What does the R formula y~1 mean?

Antony picture Antony · Nov 13, 2012 · Viewed 26.2k times · Source

I was reading the documentation on R Formula, and trying to figure out how to work with depmix (from the depmixS4 package).

Now, in the documentation of depmixS4, sample formula tends to be something like y ~ 1. For simple case like y ~ x, it is defining a relationship between input x and output y, so I get that it is similar to y = a * x + b, where a is the slope, and b is the intercept.

If we go back to y ~ 1, the formula is throwing me off. Is it equivalent to y = 1 (a horizontal line at y = 1)?

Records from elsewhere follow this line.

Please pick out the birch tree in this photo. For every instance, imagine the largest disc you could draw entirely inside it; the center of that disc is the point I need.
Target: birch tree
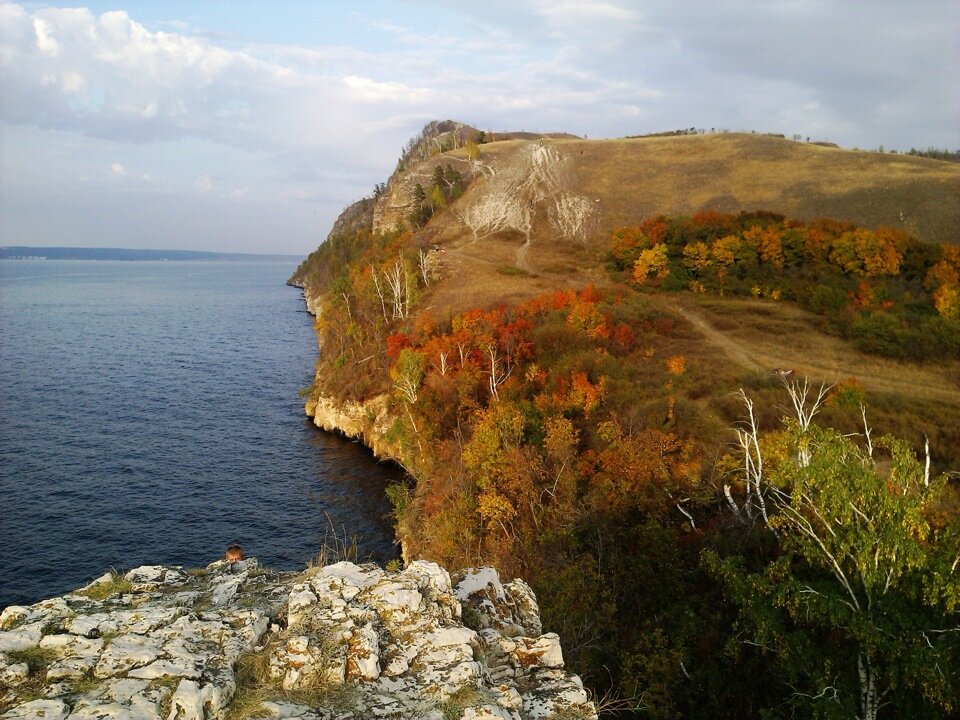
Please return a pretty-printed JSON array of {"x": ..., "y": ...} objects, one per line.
[{"x": 860, "y": 608}]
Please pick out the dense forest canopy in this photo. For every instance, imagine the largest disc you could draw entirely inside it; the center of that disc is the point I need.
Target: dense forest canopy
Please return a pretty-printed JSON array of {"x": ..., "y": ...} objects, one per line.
[{"x": 707, "y": 542}]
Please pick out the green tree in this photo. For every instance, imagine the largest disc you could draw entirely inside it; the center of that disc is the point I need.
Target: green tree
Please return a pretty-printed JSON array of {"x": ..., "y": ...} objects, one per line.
[{"x": 860, "y": 605}]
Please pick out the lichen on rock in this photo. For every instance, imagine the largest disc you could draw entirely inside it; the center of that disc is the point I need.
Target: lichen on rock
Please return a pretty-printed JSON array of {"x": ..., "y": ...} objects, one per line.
[{"x": 343, "y": 641}]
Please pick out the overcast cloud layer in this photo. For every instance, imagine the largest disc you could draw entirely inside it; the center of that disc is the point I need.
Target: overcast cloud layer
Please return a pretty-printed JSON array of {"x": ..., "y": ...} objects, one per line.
[{"x": 161, "y": 126}]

To add a bit context, if you look at the depmixs4 documentation, there is one example below

depmix(list(rt~1,corr~1),data=speed,nstates=2,family=list(gaussian(),multinomial()))

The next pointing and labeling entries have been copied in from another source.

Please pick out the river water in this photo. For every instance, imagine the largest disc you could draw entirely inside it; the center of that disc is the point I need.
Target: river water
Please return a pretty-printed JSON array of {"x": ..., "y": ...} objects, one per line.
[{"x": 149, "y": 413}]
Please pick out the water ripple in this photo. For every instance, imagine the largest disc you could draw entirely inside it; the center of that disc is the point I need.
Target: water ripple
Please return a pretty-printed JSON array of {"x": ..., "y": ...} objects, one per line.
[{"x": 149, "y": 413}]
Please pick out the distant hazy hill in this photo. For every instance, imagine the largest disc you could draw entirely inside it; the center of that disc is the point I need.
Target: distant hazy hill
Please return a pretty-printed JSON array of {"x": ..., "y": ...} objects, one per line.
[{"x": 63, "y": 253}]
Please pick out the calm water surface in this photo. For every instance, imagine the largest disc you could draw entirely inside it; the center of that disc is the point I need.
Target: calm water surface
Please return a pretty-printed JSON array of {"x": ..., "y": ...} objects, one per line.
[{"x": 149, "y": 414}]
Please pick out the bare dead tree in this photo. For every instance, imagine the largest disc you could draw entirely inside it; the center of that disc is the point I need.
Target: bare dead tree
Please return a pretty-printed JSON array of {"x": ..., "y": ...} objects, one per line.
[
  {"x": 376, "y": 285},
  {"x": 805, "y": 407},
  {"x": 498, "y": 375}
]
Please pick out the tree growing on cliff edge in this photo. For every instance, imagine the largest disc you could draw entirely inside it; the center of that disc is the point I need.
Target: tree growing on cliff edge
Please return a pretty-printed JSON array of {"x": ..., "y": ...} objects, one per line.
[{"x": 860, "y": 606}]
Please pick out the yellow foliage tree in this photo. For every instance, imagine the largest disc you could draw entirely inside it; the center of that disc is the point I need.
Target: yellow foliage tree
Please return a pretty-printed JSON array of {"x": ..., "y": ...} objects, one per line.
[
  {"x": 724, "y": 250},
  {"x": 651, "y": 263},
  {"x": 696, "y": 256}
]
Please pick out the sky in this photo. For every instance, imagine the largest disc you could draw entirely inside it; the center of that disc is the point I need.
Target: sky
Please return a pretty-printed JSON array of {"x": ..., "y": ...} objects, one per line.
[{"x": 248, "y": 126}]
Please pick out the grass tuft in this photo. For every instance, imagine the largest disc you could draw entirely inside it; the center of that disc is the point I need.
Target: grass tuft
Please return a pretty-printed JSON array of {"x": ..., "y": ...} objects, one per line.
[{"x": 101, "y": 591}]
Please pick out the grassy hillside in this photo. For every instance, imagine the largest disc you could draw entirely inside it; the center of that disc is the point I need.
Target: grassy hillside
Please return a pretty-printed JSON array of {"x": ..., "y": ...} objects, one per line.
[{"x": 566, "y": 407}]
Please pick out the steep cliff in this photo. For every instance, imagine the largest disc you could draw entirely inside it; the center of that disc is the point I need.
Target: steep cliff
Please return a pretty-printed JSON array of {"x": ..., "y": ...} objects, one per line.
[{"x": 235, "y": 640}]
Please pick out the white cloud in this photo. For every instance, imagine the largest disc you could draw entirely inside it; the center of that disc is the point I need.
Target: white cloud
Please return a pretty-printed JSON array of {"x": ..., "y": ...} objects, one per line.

I think in general, formula that end with ~ 1 is confusing to me. Can any explain what ~ 1 or y ~ 1 mean? Thanks a bunch!

Answer

MattBagg picture MattBagg · Nov 13, 2012

Many of the operators used in model formulae (asterix, plus, caret) in R, have a model-specific meaning and this is one of them: the 'one' symbol indicates an intercept.

In other words, it is the value the dependent variable is expected to have when the independent variables are zero or have no influence. (To use the more common mathematical meaning of model terms, you wrap them in I()). Intercepts are usually assumed so it is most common to see it in the context of explicitly stating a model without an intercept.

Here are two ways of specifying the same model for a linear regression model of y on x. The first has an implicit intercept term, and the second an explicit one:

y ~ x
y ~ 1 + x

Here are ways to give a linear regression of y on x through the origin (that is, without an intercept term):

y ~ 0 + x
y ~ -1 + x
y ~ x - 1

In the specific case you mention ( y ~ 1 ), y is being predicted by no other variable so the natural prediction is the mean of y, as Paul Hiemstra stated:

> data(city)
> r <- lm(x~1, data=city)
> r

Call:
lm(formula = x ~ 1, data = city)

Coefficients:
(Intercept)  
       97.3  

> mean(city$x)
[1] 97.3

And removing the intercept with a -1 leaves you with nothing:

> r <- lm(x ~ -1, data=city)
> r

Call:
lm(formula = x ~ -1, data = city)

No coefficients

formula() is a function for extracting formula out of objects and its help file isn't the best place to read about specifying model formulae in R. I suggest you look at this explanation or Chapter 11 of An Introduction to R.